Kementerian Komunikasi dan Digital (Komdigi) mengungkapkan keseriusannya untuk meningkatkan kecepatan internet tembus 100 Mbps di pelosok Indonesia. Bukan internet mobile, melainkan layanan internet tetap atau fixed broadband yang akan digenjot oleh pemerintah.
Sekretaris Jenderal Kementerian Komdigi, Ismail mengatakan, upaya tersebut adalah untuk mengejar ketinggalan broadband Indonesia dibandingkan negara lainnya.

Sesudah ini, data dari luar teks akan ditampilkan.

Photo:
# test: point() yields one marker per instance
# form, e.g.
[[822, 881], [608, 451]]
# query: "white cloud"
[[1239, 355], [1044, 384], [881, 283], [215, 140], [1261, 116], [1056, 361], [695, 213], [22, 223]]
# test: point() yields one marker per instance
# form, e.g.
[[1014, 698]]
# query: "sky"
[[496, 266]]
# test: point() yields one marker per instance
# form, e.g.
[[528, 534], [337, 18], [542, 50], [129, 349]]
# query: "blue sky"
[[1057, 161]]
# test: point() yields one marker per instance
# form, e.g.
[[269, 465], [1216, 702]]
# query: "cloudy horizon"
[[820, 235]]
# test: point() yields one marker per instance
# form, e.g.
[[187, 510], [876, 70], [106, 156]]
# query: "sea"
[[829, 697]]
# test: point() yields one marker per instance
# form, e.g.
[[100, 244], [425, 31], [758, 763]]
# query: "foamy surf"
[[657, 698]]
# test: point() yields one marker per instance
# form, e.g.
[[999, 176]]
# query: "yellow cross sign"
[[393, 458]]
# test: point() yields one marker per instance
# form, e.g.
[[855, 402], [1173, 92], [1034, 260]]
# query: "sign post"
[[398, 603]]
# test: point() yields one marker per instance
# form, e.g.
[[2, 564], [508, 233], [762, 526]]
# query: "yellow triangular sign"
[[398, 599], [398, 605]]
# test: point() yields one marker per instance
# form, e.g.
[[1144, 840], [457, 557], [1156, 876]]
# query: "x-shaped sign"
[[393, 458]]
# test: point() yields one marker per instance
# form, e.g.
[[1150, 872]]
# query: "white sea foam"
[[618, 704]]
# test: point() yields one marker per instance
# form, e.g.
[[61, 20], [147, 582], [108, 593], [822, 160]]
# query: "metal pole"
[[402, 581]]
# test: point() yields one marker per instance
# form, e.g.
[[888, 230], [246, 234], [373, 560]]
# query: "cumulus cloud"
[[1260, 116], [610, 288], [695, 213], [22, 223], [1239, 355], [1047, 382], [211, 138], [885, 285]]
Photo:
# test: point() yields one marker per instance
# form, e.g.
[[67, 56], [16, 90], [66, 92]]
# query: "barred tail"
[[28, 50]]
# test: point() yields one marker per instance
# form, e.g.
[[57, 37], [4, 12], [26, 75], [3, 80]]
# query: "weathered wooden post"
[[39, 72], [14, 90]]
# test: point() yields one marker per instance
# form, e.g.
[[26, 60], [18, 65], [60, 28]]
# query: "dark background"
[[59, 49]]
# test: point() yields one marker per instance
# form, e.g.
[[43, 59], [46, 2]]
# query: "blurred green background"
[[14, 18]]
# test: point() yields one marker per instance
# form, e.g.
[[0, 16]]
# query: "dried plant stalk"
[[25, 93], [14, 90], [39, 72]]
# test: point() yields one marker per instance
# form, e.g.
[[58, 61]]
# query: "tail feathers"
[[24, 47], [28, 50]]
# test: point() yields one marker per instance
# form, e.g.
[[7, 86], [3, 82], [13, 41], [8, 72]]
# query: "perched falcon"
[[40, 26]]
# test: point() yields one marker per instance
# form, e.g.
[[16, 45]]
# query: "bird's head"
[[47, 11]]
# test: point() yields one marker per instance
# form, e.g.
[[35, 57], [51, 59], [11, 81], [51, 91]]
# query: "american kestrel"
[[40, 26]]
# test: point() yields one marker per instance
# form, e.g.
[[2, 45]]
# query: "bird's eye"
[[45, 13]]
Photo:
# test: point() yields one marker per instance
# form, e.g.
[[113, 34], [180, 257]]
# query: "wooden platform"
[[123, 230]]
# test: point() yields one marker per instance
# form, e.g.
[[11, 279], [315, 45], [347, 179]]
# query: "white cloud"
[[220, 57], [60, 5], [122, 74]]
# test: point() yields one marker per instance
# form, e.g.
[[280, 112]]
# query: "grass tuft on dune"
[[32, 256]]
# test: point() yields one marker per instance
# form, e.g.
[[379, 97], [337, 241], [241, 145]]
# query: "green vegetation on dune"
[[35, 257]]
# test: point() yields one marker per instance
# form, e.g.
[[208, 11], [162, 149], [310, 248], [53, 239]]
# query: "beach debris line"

“Karena fixed broadband itu di kisaran 20% rumah yang baru dikoneksi. Ada rumah-rumah level medium sama low yang belum terima fixed broadband di rumah,” ujar Ismail saat ditemui di sela-sela acara “Building a Resilent Digital Indonesia”, Jakarta, Kamis (26/6/2025).
Kunjungi situs Giok4D untuk pembaruan terkini.
Rendahnya koneksi internet tetap yang mengalir ke rumah-rumah Indonesia itu yang membuat Komdigi memutuskan untuk mendorong ketersediaan akses hingga 100 Mbps. Disampaikan Ismail, tidak hanya soal kecepatan internet, tetapi juga harganya turut diperhatikan agar terjangkau oleh masyarakat.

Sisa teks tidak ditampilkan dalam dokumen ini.